Sabinna Rachimova, Sabinna Founder
Chloe Guss, Mara Hoffman Production Manager
"One tricky thing is, is all the intellectual property, because all of our prints are so specific and our designs are really proprietary to the company. We don't sell them. So like, we won't sell deadstock of our prints. So that sort of means that we end up just sitting on all this old fabric. We also have like tons of rolls of spandex prints in our swim factory. And we're basically just sitting on it, waiting for a technology to come out so that it can be recycled. We've had it for years. But the good news is Mara Hoffman refuses to throw it away because she was like, I'm not going to put that in landfill. So we were paying to store it. That's a sacrifice, but Mara Hoffman is thinking that eventually there's going to be a technology that comes out that will allow us to recycle."
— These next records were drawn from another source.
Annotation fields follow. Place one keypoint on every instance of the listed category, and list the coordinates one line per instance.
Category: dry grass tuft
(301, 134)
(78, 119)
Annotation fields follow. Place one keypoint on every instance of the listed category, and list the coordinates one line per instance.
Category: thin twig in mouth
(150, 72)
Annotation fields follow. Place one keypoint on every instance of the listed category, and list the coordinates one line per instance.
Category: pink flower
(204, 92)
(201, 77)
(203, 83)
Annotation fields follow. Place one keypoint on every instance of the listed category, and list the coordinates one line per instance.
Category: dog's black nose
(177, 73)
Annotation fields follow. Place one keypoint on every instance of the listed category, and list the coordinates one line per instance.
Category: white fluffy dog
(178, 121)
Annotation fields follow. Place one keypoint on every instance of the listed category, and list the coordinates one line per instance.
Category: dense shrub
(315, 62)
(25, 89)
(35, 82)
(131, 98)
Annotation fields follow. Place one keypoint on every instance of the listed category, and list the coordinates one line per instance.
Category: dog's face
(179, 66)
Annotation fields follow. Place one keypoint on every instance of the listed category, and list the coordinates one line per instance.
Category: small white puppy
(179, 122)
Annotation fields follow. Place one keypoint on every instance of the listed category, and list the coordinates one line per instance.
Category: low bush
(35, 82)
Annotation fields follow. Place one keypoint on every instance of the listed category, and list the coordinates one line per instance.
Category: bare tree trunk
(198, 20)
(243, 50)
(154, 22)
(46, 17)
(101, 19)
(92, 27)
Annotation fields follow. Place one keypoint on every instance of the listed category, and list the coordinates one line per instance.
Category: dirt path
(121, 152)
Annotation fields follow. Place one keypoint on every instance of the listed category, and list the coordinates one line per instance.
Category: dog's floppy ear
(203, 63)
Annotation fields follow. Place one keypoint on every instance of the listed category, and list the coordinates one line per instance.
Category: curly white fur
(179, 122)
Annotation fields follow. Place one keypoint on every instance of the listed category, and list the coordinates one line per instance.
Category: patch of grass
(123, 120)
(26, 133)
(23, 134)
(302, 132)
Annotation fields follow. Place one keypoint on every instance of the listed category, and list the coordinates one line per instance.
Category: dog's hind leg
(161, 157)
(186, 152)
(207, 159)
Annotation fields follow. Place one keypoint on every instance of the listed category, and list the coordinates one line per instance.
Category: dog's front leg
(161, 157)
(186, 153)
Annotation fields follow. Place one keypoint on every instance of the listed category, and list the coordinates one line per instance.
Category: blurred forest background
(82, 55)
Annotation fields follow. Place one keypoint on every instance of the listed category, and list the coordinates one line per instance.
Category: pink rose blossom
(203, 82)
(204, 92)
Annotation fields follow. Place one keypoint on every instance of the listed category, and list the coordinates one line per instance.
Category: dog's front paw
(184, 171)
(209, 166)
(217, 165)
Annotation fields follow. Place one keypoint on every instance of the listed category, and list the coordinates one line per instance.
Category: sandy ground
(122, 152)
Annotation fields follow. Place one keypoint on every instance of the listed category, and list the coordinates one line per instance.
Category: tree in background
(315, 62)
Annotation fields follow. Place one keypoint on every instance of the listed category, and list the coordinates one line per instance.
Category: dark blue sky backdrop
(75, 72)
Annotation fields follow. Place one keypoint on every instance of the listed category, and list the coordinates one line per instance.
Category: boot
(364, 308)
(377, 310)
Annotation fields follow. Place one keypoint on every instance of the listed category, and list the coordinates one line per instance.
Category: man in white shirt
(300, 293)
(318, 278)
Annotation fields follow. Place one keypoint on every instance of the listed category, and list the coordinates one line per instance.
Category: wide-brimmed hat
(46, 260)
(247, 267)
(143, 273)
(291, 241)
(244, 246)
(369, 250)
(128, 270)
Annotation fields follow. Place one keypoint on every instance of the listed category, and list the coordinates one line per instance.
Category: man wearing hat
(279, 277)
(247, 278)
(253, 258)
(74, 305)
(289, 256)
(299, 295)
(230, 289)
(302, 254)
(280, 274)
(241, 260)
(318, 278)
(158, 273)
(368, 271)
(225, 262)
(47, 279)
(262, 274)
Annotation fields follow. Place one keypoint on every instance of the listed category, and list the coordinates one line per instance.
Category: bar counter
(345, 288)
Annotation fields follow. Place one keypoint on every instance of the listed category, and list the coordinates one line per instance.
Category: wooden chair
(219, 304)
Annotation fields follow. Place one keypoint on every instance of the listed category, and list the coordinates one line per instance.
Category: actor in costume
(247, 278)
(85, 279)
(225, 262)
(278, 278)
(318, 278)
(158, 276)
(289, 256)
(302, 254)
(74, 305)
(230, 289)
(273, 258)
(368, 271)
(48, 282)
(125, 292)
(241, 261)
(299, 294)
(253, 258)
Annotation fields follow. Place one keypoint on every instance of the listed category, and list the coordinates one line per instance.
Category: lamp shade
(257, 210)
"I think one [challenge] that's coming up is tracking and identification. All of our product, I know what it is. But that's not efficient and Renewal Workshop [who] doesn't know what it is. So, whereas when they get something back [like a fitted sheet] they can check the product and look at all the seams and hopefully our brand labels are still in there to confirm it's from Coyuchi, hopefully the care -content labels there. [Otherwise, they cannot tell exactly what the material is]."
Margot Lyons, Coyuchi Sustainability Manager
It is often difficult for these brands to scale their upcycling initiatives because upcycling is not yet a mainstream practice.
"Scaling [the upcycling program] continues to prove [to be] challenging. Out of the gate, just finding partners that would even do this- it's very difficult. I know speaking from the national standpoint, we were very fortunate that we were able to find someone that is local. I think there are very few options for companies located elsewhere in the country. We have also looked into local partners in other areas of the country and other parts of the world as we do ship internationally. Like we have a lot of Canadian customers who are eager to recycle with us but we don't want to import textile waste just from a carbon footprint standpoint and also from a cost of shipping [standpoint]. It just doesn't really makes sense for the business or the customer.
Our ability to even run this program, already we're up against odds because of the lack of recycling facilities in the world. It would be great to be able to do more things with the downcycled fibre or to be able to identify what exact fibre makeup each garment is and be able to extract it and just put it back into the system as a recycled distilled fiber quality. And maybe sell that back or reuse it ourselves. If we can distill organic cotton, we could reuse that ourselves. Or we could use our recycled poly perhaps. That could be a stretch component or an underwire. So I think that those are longer term goals and challenges that we're really eager to meet [and] that I think we will work toward. Some other challenges are just technical, like building a program that really hasn't been done before is very difficult. From a technical standpoint, whether you're working with a custom website or you're using a platform that is sort of prefabricated, you'd be surprised at how difficult it is to create inbound labels to your warehouse just through a shipping provider. I would say at every which turn, it definitely was rethinking things and thinking outside of the box and trying to work with systems that exist, but change the systems that exist."